My story begins in 1948 when, as a 3-year-old, I was enrolled at Tabor Home along with my sister Carol, who was seven years older. My four remaining siblings were farmed out to relatives. Our family, living in Lacy Park, PA (near Willow Grove), had fallen apart and our parents essentially abandoned us. My rather unstable mother was unable to cope with the care and feeding of six children.
At that age I was not prepared to live in an institution, no matter how well equipped it was to deal with children from dysfunctional families. And Tabor Home was not. My first memories were being scared to death and hiding under tables to avoid being seen. I was assigned to the "baby" room along with two other 3- or 4-year-old girls.
Today I would probably have been diagnosed as having attention deficit disorder (ADD), an affliction that was not recognized in the late 1940s. Instead I was branded as unruly, and duly disciplined. I spent many hours in isolation because of my spirited personality and dislike of authority.
I remember Sisters Emma and Jenny, who supervised in the girls' dormitory, as being sweet and kind, but I cannot say the same about Sister Wilma, the head administrator. I was always fearful of her and considered her cold and rather evil. There is some irony that my sister Carol was one of her favorites. I observed her behavior to a number of children and did my best to avoid her.
Although I was never a good student, I was glad when I became old enough to attend the elementary school in Edison, about a half-mile south of Tabor. I thought the teachers like Miss Ruth and Miss Young were great, as well as Mr. Hearn in the sixth grade. I never really felt smart in school but I appreciated the interest the teachers showed in me.
As a child I was often in trouble due to a rebellious streak I possessed. I could never be described as a "special little angel." For some reason, I really despised being controlled and I felt rules were just guidelines that could be broken as long as you didn't get caught. I would leave the grounds without permission when I wanted, play hooky from school or go night sledding after curfew.
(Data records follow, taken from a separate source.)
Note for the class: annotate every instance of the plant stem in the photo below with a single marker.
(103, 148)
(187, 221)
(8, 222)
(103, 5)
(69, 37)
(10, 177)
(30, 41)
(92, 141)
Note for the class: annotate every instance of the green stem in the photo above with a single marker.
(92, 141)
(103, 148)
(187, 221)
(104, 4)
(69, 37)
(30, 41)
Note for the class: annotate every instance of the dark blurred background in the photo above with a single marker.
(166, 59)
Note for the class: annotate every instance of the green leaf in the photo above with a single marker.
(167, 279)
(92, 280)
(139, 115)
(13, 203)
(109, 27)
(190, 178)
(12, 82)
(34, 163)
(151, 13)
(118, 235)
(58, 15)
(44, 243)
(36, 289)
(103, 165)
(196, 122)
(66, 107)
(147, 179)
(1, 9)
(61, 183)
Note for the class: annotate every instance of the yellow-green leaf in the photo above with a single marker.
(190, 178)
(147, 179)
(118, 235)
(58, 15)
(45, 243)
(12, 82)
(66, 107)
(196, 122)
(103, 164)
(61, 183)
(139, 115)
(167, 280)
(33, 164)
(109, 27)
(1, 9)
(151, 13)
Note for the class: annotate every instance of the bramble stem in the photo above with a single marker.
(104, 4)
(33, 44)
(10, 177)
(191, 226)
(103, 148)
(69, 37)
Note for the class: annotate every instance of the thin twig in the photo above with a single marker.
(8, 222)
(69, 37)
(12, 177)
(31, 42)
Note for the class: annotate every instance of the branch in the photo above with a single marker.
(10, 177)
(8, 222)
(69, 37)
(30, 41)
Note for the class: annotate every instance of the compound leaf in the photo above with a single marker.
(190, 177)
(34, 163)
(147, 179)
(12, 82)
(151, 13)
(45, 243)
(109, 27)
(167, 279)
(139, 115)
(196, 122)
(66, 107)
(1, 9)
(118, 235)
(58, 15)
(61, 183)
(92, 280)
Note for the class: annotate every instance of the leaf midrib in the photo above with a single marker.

In the last example, I was caught by Sister Wilma and her German Shepherd dog and was confined to my room as a punishment.
Change was always a most difficult process for me, and transitioning from elementary to junior high was especially traumatic. My self-image was one of a tough girl from Tabor Home but the challenges of higher learning were quite daunting. It didn't help that I considered myself stupid.
I distinctly recall an incident that has haunted me my entire life. I was waiting to be picked up by my family for a short vacation. Sister Wilma saw me and asked me if I knew where Anna Beagle was? When I told her she was up in the woods, she sent me to fetch her. I replied that Anna wouldn't listen to me. I was told not to return without her.
As expected, Anna ignored my directive to report to Sister Wilma now. Fearing that my failure to carry out my mission would result in punishment, I picked up a stick in frustration and hurled it at the obstinate girl.
As bad luck would have it, the stick contained an embedded nail and it struck her in the face. With blood and tears flowing, Anna dashed from the woods seeking first aid.
Punishment came swift and sure. Vacation was cancelled and I was awarded one week in isolation. The only visitor was Sister Wilma's dog that I was deathly afraid of. Whenever the "killer" would wander into my room, I would hold my breath and pretend to be asleep until he departed. A very traumatic week for me!
Any time my family (older sisters and aunts) would take me away on weekends or for short vacations in the summer, I would hate the thought of having to return to the Home. My relationship with Sister Wilma continued to deteriorate as I got older and finally she directed me not to return after a summer visit with my mother and stepfather. I had assumed my mother was informed that I was no longer allowed back at Tabor. But when I told her that I couldn't return, the look on her face indicated otherwise. She was not ready to have a 12-year-old rebel invade her one-bedroom apartment she shared with her new husband.
My new environment did not result in stability or normalcy for my teenage years. Between a shortage of food and being constantly behind in rent payments, I thought I'd have been better off staying at Tabor where I was assured of clothes and meals.
Now, in looking back at nine years at the Home, I have mixed feelings. I am thankful because it kept me alive. I do not think I would have survived otherwise. It developed a self-reliance that was a great benefit later in life. I loved the security and the "happy times" such as Christmas, sing-alongs and campfires. On the other hand, it was distressing that I had so little control of my life. Children had no rights in those days. I am thankful that society has changed for the better regarding that.
Postscript: I dropped out of Abington High School, married at 19 and had three girls. I was way too young and immature for marriage, and it ended in divorce. After a second failed marriage, I went back to school, started therapy and turned my life around. As I approach three-score years, I can honestly say I like who I am, realize I am quite intelligent and am an advocate of disadvantaged children. My girls have all turned out well and I am very proud of them. So, perhaps, all's well that ends well.